With the local interest in the competition for Lord Stanley’s Cup at a close, I am at a loss for things I actually want to watch on television. While it may cost me my “Man Card,” I will freely admit that with the Blackhawks done for the season, I have no interest in watching hockey until fall.
The National Basketball Association was never a factor in this year’s TV viewing. Watching multi-millionaires play a game that barely resembles the contests of skill and finesse I grew up with is not happening. I am unappreciative of the evolution of Mr. Naismith’s game. I believe two steps without dribbling is travelling, and drives to the basket should not resemble a running back plunging for a first down.
FIFA’s World Cup or most of the other purported sporting events found on multiple cable channels do not excite me.
Interestingly, even without great interest in the bulk of this televised fare, I find myself paying for the privilege of having these contests available. One of the dirty secrets of our information age is that a significant price is being paid for the 24-hour flow of information, entertainment and space fillers that constitute television viewing.
Those of us with cable or satellite subscriptions are paying, whether we watch or not, and it keeps getting more expensive.
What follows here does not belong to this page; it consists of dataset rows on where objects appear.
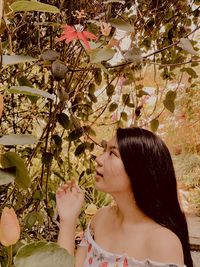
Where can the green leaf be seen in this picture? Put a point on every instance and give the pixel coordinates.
(64, 120)
(133, 55)
(17, 139)
(191, 72)
(101, 54)
(29, 91)
(80, 149)
(16, 59)
(114, 1)
(47, 158)
(122, 25)
(59, 70)
(75, 134)
(110, 89)
(11, 159)
(186, 45)
(154, 125)
(171, 95)
(141, 93)
(23, 81)
(92, 88)
(169, 104)
(7, 175)
(43, 254)
(20, 6)
(57, 139)
(50, 55)
(113, 107)
(169, 100)
(98, 77)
The old broadcast TV paradigm bundled a tolerance for commercial messages with free programming. Now we find ourselves paying for a broad collection of channels we may or may not want to have access to those few outlets carrying items of interest. More frustrating, in addition to paying to receive the service, are the seemingly endless commercial interruptions.
Adding insult to injury, a recent Federal Communications Commission report indicated that unregulated competition among broadcast providers leads to higher, not lower prices for subscription television services. The culprit behind these increased rates seems to be the number of special interest channels carried by operators seeking out content that will attract viewers.
Unfortunately, we end up paying for all of these channels, and the FCC’s report indicates that “the average monthly price of expanded basic cable service increased overall by 5.1 percent in the year ending January 1, 2013, while the average price per channel increased by 2.1 percent.”
These channels seem more interested in narrow casting, not broadcasting — slicing and dicing their programming focus (and associated advertiser messages) to appeal to very specific demographics — groups that do not include me. This channel specialization results in surfing through hundreds of listings, typically to no avail, while searching for suitable entertainment.
There is some local respite from TV’s wasteland. Most Thursday nights will be spent in Central Park enjoying the Naperville Municipal Band. The Park District has concert events at various locations three nights a week, too. There is a great selection of current and classic videos available for free to card holders at the Naperville Public Library.
As for sports, the White Sox are not too bad this year.